Elastic-Degenerate String Comparison
Esteban Gabory, Moses Njagi Mwaniki, Nadia Pisanti, Solon P. Pissis, Jakub Radoszewski, Michelle Sweering, Wiktor Zuba
TL;DR
The basic question here is how fast can the authors check whether the two languages they represent have a nonempty intersection, and it is shown that the problem is NP-complete.
Abstract
An elastic-degenerate (ED) string $T$ is a sequence of $n$ sets $T[1],\ldots,T[n]$ containing $m$ strings in total whose cumulative length is $N$. We call $n$, $m$, and $N$ the length, the cardinality and the size of $T$, respectively.

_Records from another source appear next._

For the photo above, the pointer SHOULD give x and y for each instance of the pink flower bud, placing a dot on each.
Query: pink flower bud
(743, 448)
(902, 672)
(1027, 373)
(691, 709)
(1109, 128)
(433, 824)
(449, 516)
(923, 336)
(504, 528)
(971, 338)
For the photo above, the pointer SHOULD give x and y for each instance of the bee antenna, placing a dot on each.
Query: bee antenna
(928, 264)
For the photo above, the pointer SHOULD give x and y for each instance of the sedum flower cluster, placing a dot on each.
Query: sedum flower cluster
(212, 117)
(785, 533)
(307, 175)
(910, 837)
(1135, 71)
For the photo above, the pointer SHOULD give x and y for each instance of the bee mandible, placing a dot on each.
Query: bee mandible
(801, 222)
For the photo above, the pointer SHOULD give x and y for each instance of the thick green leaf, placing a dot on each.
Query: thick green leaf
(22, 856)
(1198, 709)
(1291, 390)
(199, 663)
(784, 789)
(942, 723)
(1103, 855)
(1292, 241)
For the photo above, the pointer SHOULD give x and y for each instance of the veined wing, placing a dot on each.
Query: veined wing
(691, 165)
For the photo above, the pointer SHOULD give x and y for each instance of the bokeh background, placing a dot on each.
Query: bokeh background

The language of $T$ is defined as $L(T)=\{S_1 \cdots S_n\,:\,S_i \in T[i]$ for all $i\in[1,n]\}$. ED strings have been introduced to represent a set of closely-related DNA sequences, also known as a pangenome. The basic question we investigate here is: Given two ED strings, how fast can we check whether the two languages they represent have a nonempty intersection? We call the underlying problem the ED String Intersection (EDSI) problem.For two ED strings $T_1$ and $T_2$ of lengths $n_1$ and $n_2$, cardinalities $m_1$ and $m_2$, and sizes $N_1$ and $N_2$, respectively, we show the following: - There is no $O((N_1N_2)^{1-ε})$-time algorithm, for any constant $ε>0$, for EDSI even when $T_1$ and $T_2$ are over a binary alphabet, unless the Strong Exponential-Time Hypothesis is false. - There is no combinatorial $O((N_1+N_2)^{1.2-ε}f(n_1,n_2))$-time algorithm, for any constant $ε>0$ and any function $f$, for EDSI even when $T_1$ and $T_2$ are over a binary alphabet, unless the Boolean Matrix Multiplication conjecture is false. - An $O(N_1\log N_1\log n_1+N_2\log N_2\log n_2)$-time algorithm for outputting a compact (RLE) representation of the intersection language of two unary ED strings. In the case when $T_1$ and $T_2$ are given in a compact representation, we show that the problem is NP-complete. - An $O(N_1m_2+N_2m_1)$-time algorithm for EDSI. - An $\tilde{O}(N_1^{ω-1}n_2+N_2^{ω-1}n_1)$-time algorithm for EDSI, where $ω$ is the exponent of matrix multiplication; the $\tilde{O}$ notation suppresses factors that are polylogarithmic in the input size.